Army: Cold War Chemical Weapons Testing Posed No Risk to St. Louisans
Updated at 6:14 a.m. Nov. 3 with statement from Sen. Claire McCaskill.
A top Army official says that Cold War chemical weapons testing in St. Louis did not pose a health risk to residents in the test areas.
In the 1950s and 1960s, the Army sprayed a chemical called zinc cadmium sulfide in low-income areas of St. Louis that were predominantly African American.
In September, Republican Senator Roy Blunt and Democratic Senator Claire McCaskill wrote to the Army asking for more information about the testing, after research by a local sociologist, Lisa Martino-Taylor, suggested it may have included a radioactive component.
In a letter received today [Friday] by Senator Blunt’s office, Assistant Army Secretary Katherine Hammack says the Army has reviewed available data and reports on the spraying, and concludes that it did not put St. Louisans at any risk.
Martino-Taylor is not reassured.
"I saw an awful lot of secrecy and I saw some deception that was involved on the part of the Army in the initial portions of the study, and so I think that to have some understanding as to what really happened in St. Louis, we've got to hear from those people also who experienced it," Martino-Taylor said.
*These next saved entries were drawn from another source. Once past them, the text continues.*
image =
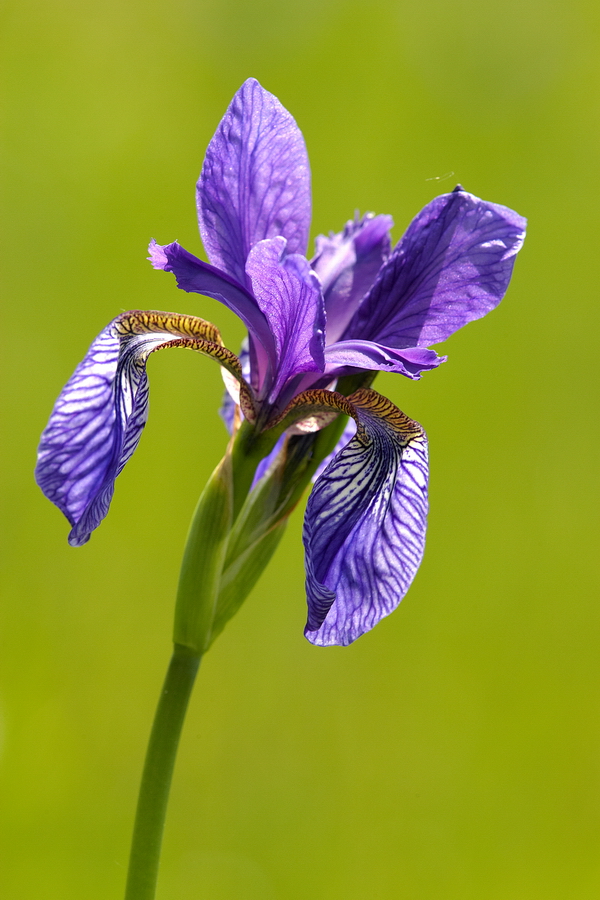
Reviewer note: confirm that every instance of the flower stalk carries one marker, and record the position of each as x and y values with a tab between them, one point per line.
158	772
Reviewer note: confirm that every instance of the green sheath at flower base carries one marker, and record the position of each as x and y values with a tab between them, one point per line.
203	561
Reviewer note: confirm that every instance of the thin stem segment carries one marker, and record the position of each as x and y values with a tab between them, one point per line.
158	771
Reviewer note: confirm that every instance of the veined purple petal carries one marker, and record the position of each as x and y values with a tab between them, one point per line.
346	356
364	530
290	297
347	265
98	419
347	435
255	181
452	266
194	275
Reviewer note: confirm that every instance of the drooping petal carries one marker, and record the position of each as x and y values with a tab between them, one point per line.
345	356
290	297
255	181
452	266
347	265
364	530
98	419
231	397
194	275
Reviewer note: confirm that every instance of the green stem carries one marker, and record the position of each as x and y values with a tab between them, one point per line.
158	770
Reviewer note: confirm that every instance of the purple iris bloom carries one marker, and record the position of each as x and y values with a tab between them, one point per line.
357	307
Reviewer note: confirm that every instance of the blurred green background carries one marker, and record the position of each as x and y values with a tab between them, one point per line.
454	752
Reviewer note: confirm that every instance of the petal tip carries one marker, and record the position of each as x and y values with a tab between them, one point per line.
157	255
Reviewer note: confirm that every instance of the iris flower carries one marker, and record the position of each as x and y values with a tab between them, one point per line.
318	332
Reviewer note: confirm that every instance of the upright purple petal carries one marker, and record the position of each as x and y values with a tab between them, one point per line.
98	419
255	181
347	265
364	530
453	265
289	295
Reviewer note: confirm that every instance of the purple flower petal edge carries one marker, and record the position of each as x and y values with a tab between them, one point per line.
452	266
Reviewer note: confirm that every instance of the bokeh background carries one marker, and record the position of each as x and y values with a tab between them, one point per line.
454	752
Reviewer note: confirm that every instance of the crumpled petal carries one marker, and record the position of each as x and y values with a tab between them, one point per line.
231	396
290	297
98	419
364	530
255	181
194	275
347	265
346	356
452	266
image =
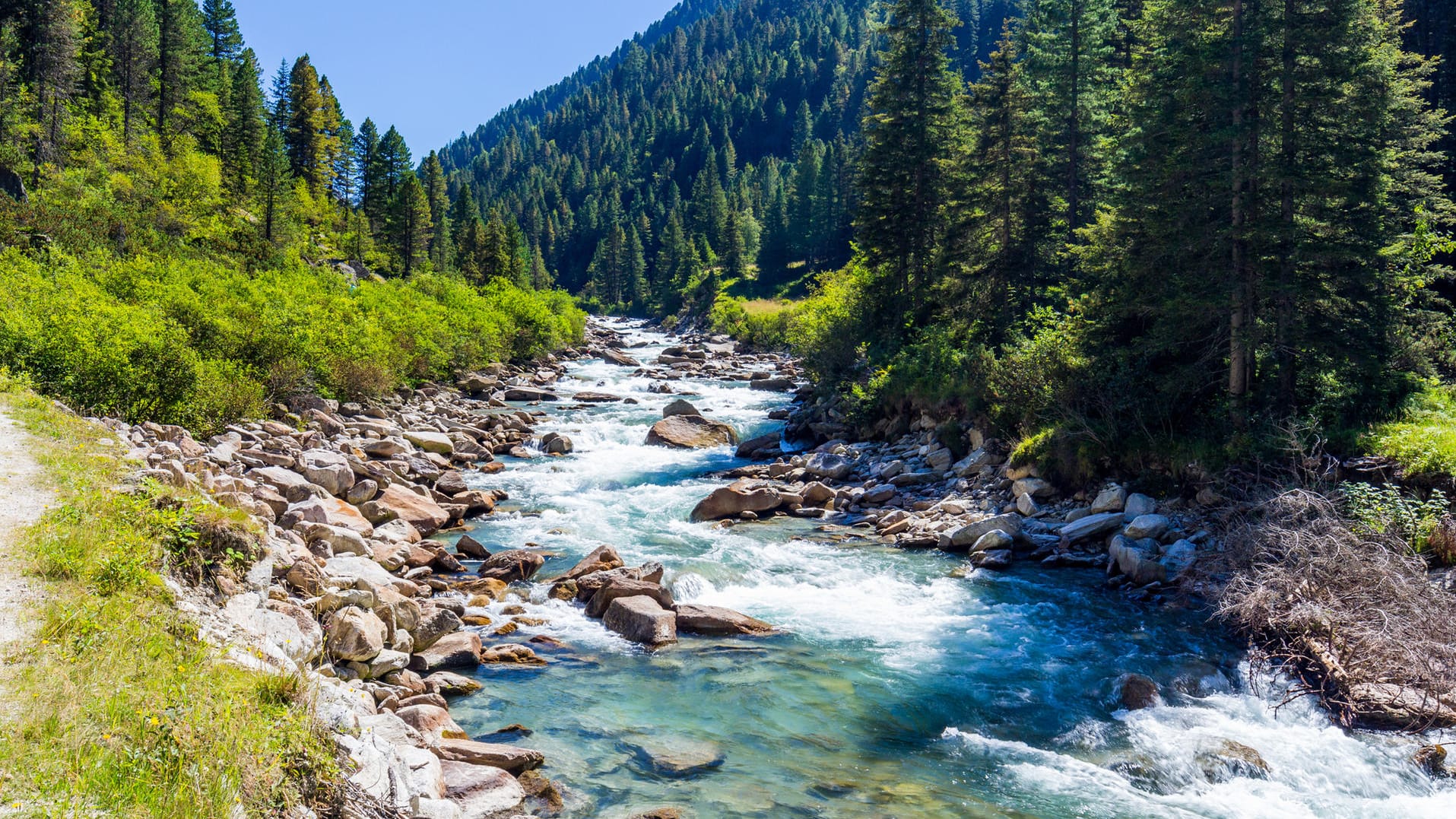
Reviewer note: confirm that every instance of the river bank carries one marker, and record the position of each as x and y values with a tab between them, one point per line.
900	682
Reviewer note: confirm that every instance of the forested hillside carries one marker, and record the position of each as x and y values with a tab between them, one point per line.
175	235
695	154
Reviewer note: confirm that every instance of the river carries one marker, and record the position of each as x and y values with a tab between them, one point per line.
897	690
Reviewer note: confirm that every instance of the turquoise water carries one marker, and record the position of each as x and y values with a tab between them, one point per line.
897	691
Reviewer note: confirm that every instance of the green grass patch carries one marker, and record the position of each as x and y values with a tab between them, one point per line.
1423	437
116	706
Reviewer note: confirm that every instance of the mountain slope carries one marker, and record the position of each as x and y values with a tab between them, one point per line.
604	173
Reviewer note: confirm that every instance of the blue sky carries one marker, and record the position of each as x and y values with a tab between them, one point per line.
439	68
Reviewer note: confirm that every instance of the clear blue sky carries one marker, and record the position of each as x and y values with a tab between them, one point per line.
439	68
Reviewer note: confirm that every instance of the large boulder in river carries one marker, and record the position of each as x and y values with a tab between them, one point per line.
718	621
690	432
733	502
641	620
515	564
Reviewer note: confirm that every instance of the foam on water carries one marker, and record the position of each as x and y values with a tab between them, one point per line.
897	690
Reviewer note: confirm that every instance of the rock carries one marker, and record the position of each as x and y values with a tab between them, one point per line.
626	588
993	541
690	432
1093	526
458	650
966	537
677	757
496	755
1137	506
829	467
1033	487
1147	526
641	620
411	507
450	684
619	357
1136	691
431	722
430	440
481	790
733	502
1112	499
718	621
601	558
354	634
513	566
1232	760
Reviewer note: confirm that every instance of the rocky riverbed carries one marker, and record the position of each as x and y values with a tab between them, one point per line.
766	630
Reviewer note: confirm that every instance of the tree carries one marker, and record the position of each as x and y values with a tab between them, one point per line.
909	143
410	222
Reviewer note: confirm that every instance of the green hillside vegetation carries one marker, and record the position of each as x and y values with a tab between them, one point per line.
179	252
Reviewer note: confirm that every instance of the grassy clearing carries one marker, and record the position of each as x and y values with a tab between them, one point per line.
1423	439
119	706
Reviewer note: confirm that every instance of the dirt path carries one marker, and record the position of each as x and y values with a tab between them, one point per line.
24	497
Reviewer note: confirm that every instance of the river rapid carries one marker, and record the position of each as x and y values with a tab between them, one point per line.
897	690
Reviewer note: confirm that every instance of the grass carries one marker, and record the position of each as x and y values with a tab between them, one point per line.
1423	439
117	706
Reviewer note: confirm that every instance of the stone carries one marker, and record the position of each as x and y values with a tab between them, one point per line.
617	588
415	509
468	547
482	792
677	757
733	502
641	620
1093	526
1229	761
1112	499
966	537
456	650
496	755
690	432
993	541
601	558
1136	691
354	634
431	722
680	407
431	440
718	621
1033	487
1147	526
829	467
513	566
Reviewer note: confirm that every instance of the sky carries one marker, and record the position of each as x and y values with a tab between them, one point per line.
437	69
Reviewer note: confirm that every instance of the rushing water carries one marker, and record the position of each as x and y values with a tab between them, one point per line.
897	691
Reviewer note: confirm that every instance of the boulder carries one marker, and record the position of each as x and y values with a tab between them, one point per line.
1093	526
513	566
690	432
718	621
415	509
496	755
617	588
733	502
431	440
966	537
641	620
456	650
482	792
354	634
601	558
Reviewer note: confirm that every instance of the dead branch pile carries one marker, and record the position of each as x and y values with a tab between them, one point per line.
1352	618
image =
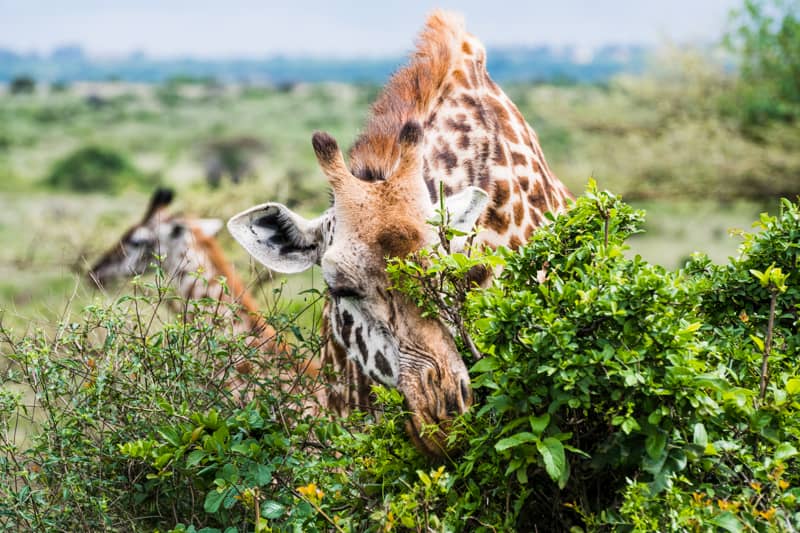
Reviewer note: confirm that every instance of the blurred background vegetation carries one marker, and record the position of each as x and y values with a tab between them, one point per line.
702	138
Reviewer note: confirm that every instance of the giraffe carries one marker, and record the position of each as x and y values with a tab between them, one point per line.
194	264
439	122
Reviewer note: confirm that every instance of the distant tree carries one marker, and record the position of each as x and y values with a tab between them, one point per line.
233	157
22	85
765	35
95	169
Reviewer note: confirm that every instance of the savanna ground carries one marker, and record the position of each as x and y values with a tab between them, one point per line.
660	141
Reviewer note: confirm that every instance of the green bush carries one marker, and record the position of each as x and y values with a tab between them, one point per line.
95	169
611	394
766	37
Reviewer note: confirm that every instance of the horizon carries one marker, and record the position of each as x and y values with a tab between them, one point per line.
245	29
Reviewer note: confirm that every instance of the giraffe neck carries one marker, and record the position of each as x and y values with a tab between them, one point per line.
475	135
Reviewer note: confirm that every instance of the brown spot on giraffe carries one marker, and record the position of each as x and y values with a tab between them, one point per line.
501	193
519	159
519	213
461	79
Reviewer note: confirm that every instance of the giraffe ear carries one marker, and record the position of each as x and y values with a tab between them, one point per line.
278	238
465	208
208	226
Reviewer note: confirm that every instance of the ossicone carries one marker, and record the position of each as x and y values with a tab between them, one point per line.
325	147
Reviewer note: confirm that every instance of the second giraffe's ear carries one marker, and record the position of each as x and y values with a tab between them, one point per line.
208	226
279	238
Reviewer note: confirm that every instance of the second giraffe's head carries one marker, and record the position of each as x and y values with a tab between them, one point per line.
377	213
159	238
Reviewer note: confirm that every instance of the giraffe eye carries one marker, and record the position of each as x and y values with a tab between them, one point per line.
345	292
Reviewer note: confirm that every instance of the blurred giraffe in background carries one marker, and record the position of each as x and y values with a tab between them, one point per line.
194	264
440	123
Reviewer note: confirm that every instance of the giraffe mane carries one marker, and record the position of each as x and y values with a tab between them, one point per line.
409	94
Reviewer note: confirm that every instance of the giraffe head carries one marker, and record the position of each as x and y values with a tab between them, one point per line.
382	330
158	235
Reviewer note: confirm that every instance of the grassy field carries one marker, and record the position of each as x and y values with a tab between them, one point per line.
655	142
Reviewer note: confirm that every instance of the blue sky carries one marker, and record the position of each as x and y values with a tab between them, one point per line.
250	28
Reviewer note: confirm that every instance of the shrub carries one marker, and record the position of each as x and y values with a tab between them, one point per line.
22	85
611	394
95	169
766	36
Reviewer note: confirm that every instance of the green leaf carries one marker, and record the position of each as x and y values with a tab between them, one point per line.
195	457
727	521
700	436
516	440
214	501
539	423
655	444
784	451
272	510
487	364
552	452
260	474
758	342
425	478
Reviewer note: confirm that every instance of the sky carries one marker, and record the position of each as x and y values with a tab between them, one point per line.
252	28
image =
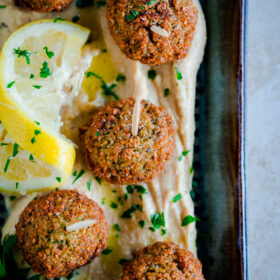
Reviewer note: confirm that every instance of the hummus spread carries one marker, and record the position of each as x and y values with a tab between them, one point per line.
82	97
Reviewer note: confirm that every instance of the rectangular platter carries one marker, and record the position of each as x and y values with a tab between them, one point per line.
219	183
219	162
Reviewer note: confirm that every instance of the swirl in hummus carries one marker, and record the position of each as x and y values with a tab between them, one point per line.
133	208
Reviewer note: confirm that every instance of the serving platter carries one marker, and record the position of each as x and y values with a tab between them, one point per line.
219	185
220	140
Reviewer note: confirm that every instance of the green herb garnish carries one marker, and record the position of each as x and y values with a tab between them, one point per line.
132	15
45	70
188	220
88	185
50	54
178	74
23	53
127	214
10	84
152	74
79	175
107	90
177	198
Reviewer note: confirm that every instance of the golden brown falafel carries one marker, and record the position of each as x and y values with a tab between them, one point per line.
44	5
118	157
44	237
152	31
163	261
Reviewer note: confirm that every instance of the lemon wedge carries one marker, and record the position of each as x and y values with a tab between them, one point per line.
35	62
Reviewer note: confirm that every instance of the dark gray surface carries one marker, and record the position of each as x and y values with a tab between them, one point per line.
221	141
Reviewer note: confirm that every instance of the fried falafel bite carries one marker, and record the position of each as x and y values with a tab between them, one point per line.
115	155
163	261
60	232
152	31
44	5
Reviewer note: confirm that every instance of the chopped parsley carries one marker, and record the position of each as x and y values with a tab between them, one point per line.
7	165
107	251
107	90
152	74
158	220
88	185
191	169
113	205
178	74
166	92
177	198
132	15
10	84
75	18
84	3
121	78
127	214
100	4
78	176
50	54
15	150
98	180
117	227
188	220
141	223
23	53
58	19
45	70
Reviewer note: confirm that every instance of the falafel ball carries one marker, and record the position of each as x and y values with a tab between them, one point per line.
152	31
163	261
115	155
46	241
44	5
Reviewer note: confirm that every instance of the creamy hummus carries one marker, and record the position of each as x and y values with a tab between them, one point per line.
82	100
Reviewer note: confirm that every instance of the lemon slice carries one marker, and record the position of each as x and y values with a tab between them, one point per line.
36	61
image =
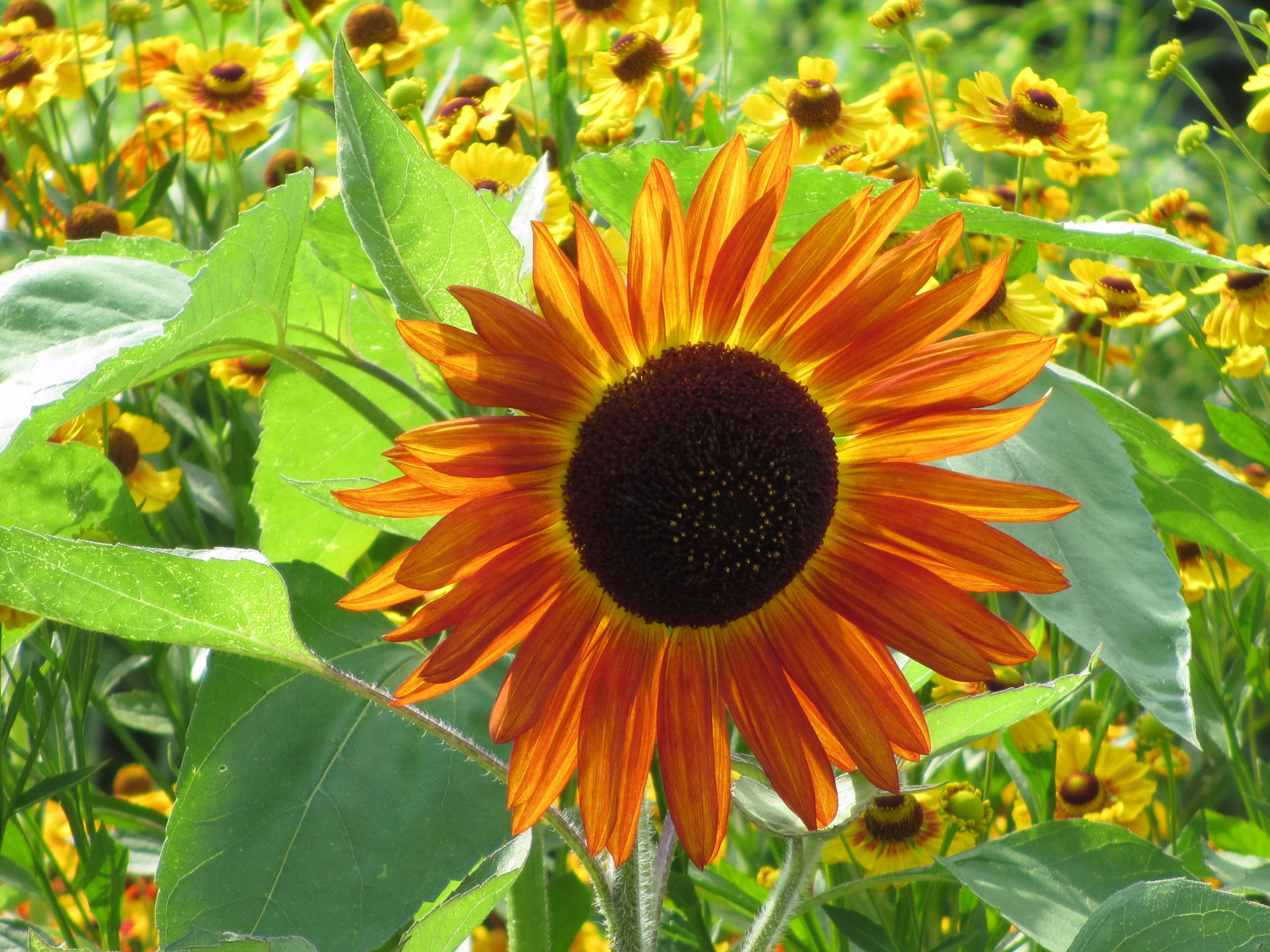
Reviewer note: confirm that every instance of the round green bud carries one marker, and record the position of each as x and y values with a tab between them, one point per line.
129	13
1087	714
967	805
951	181
1165	59
1192	138
1151	731
407	94
932	41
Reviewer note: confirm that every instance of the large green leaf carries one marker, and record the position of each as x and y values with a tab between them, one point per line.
310	435
968	719
445	924
611	181
1175	916
116	324
62	490
421	224
1049	879
223	598
1124	592
308	810
1185	493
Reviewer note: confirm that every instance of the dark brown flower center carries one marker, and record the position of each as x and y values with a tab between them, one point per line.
893	818
702	486
1036	113
92	220
283	164
637	56
36	10
813	105
1245	281
371	23
18	67
122	451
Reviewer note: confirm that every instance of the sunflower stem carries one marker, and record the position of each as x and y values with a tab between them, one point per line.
786	895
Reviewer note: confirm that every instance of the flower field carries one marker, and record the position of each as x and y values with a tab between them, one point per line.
633	475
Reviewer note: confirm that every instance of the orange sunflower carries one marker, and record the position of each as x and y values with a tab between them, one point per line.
712	502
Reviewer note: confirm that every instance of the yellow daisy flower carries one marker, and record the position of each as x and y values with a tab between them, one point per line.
1114	295
1242	312
375	36
1038	117
1032	734
817	108
903	97
40	67
232	88
1201	574
1117	791
487	167
1071	173
897	832
156	55
878	157
1259	117
628	77
249	372
586	23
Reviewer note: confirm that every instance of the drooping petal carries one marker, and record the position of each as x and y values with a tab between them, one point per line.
693	743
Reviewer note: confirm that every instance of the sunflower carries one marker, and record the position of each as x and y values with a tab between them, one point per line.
42	65
816	107
1242	312
1038	117
713	502
903	97
896	833
585	24
1117	791
234	88
1114	295
1023	304
628	77
1203	572
249	372
156	55
1032	734
498	169
375	36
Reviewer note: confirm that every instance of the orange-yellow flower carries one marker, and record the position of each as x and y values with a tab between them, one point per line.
714	502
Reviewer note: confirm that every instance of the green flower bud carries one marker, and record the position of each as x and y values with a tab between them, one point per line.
951	181
1165	59
1192	138
1087	714
407	94
932	41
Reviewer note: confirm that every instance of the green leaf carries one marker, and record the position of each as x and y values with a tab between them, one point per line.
1185	493
1237	836
421	224
1175	916
1049	879
308	433
968	719
611	181
101	325
308	810
224	598
861	930
448	923
1241	432
62	490
1124	592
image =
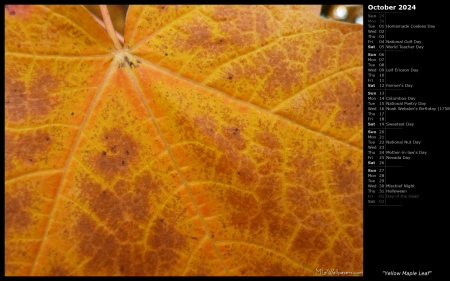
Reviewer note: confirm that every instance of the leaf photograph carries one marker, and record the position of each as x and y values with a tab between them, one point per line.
200	141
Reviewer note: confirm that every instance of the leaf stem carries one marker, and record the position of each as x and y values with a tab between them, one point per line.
109	26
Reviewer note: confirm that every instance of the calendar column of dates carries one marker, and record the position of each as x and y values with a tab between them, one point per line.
375	111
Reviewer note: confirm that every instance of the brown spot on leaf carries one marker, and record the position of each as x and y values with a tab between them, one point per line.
165	235
110	162
269	140
33	100
17	216
25	148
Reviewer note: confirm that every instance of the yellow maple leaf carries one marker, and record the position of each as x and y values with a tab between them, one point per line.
221	140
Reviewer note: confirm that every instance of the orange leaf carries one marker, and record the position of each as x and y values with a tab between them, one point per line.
222	140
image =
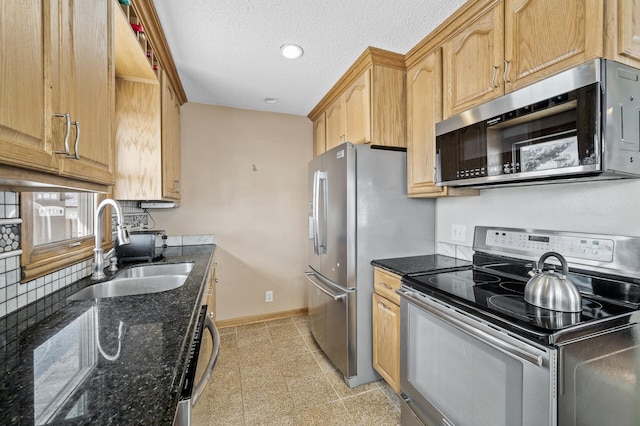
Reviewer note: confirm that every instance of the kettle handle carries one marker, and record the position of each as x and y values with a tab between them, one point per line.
563	262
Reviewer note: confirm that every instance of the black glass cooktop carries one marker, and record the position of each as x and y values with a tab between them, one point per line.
503	296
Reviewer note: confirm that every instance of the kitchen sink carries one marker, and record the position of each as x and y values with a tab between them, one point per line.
138	280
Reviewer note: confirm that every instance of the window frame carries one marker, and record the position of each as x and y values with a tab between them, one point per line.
36	262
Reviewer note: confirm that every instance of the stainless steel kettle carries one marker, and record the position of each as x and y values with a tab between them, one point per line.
550	290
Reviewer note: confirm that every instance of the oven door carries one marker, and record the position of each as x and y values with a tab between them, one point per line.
205	350
458	370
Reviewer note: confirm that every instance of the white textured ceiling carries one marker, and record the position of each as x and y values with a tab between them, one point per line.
227	52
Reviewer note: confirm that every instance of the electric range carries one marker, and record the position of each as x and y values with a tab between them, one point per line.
469	340
494	286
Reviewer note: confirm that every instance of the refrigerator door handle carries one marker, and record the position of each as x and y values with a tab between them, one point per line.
317	247
314	198
322	248
311	276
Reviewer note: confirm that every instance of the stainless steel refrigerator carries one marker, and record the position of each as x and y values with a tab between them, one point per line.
358	211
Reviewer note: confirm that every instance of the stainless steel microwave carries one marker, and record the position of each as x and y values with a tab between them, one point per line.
583	123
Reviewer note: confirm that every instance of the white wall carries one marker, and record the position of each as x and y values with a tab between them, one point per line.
611	207
258	217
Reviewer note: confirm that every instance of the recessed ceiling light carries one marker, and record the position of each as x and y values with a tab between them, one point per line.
291	51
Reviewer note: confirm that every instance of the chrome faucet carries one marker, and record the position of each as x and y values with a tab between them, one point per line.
123	236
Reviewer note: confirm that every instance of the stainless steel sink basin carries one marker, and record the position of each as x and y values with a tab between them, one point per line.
138	280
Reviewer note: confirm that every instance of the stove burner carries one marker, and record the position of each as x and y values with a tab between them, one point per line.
482	278
515	306
513	286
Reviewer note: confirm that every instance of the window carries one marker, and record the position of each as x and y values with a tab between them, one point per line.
59	216
57	230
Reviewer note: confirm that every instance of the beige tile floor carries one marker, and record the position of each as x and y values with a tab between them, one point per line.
273	373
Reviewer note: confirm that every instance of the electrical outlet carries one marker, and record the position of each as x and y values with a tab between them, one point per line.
458	232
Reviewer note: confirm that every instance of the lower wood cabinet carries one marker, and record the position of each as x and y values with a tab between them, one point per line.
386	328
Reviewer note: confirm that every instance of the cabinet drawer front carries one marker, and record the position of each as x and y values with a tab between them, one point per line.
386	284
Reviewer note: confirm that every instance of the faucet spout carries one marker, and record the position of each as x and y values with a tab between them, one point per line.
123	236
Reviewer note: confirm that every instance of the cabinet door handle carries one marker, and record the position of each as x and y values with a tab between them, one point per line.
385	285
67	118
77	141
506	70
383	306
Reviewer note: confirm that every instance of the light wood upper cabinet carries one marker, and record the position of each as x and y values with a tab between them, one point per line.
148	99
512	43
171	168
543	37
367	105
335	124
56	62
138	141
25	110
85	91
472	60
622	36
348	117
319	138
424	110
357	110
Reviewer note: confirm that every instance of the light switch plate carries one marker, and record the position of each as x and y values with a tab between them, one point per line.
458	233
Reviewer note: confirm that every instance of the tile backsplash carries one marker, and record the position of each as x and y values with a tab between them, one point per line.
14	295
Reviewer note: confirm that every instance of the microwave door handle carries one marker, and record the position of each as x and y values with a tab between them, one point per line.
215	351
322	176
494	342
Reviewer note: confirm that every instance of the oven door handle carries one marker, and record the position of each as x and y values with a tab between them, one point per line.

In a written statement, a spokesperson for Senator Blunt, Amber Marchand, said the following:
“Senator Blunt still has concerns that this testing was conducted on unsuspecting Missourians. Regardless of the effect, Senator Blunt believes it’s disgraceful to test anything on anyone without their knowledge.”
In a written statement, Senator Claire McCaskill, said the following:
I'm closely reviewing the Army's response to make sure the Army has been fully transparent and that the scope and quality of their review of this matter was exhaustive. This entire matter of the Army testing chemicals on an unsuspecting community remains disturbing.